California is still looking at ways to improve modeling for EV charger placement. The California Energy Commission has received suggestions from varied stakeholders, including the Lawrence Berkeley National Laboratory and University of California, Los Angeles, on how to improve EVI-Pro, the commission said in an email Tuesday.
Governments along the U.S. West Coast were part of the initial wave of states that worked to equip highways with fast-charging stations. California, Oregon and Washington have already outfitted Interstate 5, Highway 99 and other roads with direct-current fast-charging stations every 25-50 miles as part of the West Coast Electric Highway network.
Elsewhere in the West, eight states, from Montana to New Mexico, signed a memorandum of understanding in October 2017 to establish the Regional Electric Vehicle Plan for the West and collaborate on an Intermountain West Electric Vehicle Corridor to electrify multiple interstates across the region.
Colorado, a participant in the REV-West Plan, used academic and market studies to inform its approach to EV charging deployment, said Christian Williss, director of transportation fuels and technology at the Colorado Energy Office, in a phone interview Monday. In April, the state government agency issued a Request for Applications for grants to build EV fast-charging stations in the state’s top transportation corridors.

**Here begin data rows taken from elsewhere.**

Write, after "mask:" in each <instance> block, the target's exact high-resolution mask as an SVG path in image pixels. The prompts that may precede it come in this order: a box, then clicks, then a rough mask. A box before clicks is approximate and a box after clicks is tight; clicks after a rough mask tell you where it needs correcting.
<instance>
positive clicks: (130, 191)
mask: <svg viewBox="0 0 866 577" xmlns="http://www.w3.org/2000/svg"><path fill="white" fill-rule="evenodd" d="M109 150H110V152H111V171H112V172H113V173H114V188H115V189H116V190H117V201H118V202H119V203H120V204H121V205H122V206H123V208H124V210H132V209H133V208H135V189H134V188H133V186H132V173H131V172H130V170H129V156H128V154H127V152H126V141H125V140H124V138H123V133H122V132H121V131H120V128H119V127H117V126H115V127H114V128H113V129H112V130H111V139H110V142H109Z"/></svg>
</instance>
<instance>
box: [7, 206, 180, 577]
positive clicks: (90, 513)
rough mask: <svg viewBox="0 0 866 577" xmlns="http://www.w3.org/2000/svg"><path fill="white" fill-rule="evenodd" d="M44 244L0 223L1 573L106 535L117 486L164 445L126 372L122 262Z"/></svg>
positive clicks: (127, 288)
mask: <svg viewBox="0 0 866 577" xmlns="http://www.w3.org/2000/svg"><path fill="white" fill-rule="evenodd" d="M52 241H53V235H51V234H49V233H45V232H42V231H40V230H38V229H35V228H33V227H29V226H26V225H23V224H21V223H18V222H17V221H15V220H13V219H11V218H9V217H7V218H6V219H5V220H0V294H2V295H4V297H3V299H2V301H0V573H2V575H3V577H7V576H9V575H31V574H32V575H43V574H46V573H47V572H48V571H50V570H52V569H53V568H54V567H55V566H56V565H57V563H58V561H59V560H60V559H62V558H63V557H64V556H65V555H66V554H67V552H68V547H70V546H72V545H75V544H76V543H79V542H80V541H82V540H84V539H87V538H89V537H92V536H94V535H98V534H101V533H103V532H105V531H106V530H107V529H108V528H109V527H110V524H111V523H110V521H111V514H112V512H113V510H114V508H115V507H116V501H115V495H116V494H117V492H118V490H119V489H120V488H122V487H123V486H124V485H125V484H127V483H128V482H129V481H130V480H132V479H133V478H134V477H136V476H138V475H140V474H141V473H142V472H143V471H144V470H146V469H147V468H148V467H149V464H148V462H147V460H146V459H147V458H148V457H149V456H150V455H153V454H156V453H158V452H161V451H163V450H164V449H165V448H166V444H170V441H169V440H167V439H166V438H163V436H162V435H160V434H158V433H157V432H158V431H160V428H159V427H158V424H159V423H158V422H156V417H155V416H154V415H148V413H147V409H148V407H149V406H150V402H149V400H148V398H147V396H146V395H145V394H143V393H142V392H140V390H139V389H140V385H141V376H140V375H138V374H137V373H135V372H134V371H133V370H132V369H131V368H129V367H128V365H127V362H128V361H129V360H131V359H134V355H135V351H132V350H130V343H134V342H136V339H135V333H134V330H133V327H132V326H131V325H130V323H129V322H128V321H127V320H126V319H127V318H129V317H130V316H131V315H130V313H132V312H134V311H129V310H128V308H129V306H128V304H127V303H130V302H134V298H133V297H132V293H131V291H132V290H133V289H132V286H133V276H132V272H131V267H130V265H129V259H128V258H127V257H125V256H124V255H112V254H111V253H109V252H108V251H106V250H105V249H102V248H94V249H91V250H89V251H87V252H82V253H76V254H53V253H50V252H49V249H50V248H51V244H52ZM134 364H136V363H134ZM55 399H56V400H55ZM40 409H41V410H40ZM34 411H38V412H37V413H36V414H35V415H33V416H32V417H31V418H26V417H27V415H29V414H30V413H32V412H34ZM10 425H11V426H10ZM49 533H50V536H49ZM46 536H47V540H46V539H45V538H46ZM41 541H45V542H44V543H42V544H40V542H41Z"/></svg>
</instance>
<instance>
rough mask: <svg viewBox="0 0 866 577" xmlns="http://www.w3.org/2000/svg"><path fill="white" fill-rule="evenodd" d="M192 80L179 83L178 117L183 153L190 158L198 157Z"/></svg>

But for Colorado, even more important than the studies, Williss said, “was engaging the right stakeholders.” The state held more than 40 meetings over about four months with utilities and manufacturers of the charging stations, local governments and car manufacturers to ensure, for instance, that the state had up-to-date technical information. Colorado also spoke with states that were earlier deployers of EV charging infrastructure “to make sure that we were taking advantage of the lessons learned,” he said.
Williss warned that studies may only get states so far in a market evolving as rapidly as the EV sector. Colorado started due diligence work in September and October last year with a report in hand that had recommendations and cost data on charging station design for the City and County of Denver.
“By the time we got to December-January timeframe, we were already seeing emerging technology that had gone beyond that,” he said.
Jessica Reichers, technology and policy manager at the Oregon Department of Energy, said in a phone interview Monday that identifying where EV charging stations are needed is simpler than actually siting the chargers. Siting is complicated by elements like the need for a formal agreement between property owners and those who own the charging infrastructure; the need for determining which businesses or landowners would accept a charger on their property; and the need for certain electric infrastructure to be present for the charger to operate, Reichers said.
Particularly difficult to EV charging planning, Williss suggested, is the remaining uncertainty in the rate at which customers will ultimately be buying EVs.
“It is a challenge to plan and launch a program based on what is really a series of projections about market growth,” he said.
Private businesses are also key players in the discussions about placing EV charging stations, state officials said.
Moulton, the Washington state official, said the government is “trying to coordinate the conversation” with prospective site hosts and is mulling the possibility of contracting with a nonprofit that would aggregate data from EV stakeholders and report back to the state as a means of facilitating greater data sharing from businesses.
He said it is worthwhile for states to consider multistate agreements over corridors, adding it is key to make the corridors efficient, well-stocked and well-advertised so drivers know about them.
But ultimately, what works for one state might not work for another state.
“Although the variables are the same, everyone has to do their own calculus,” said Moulton.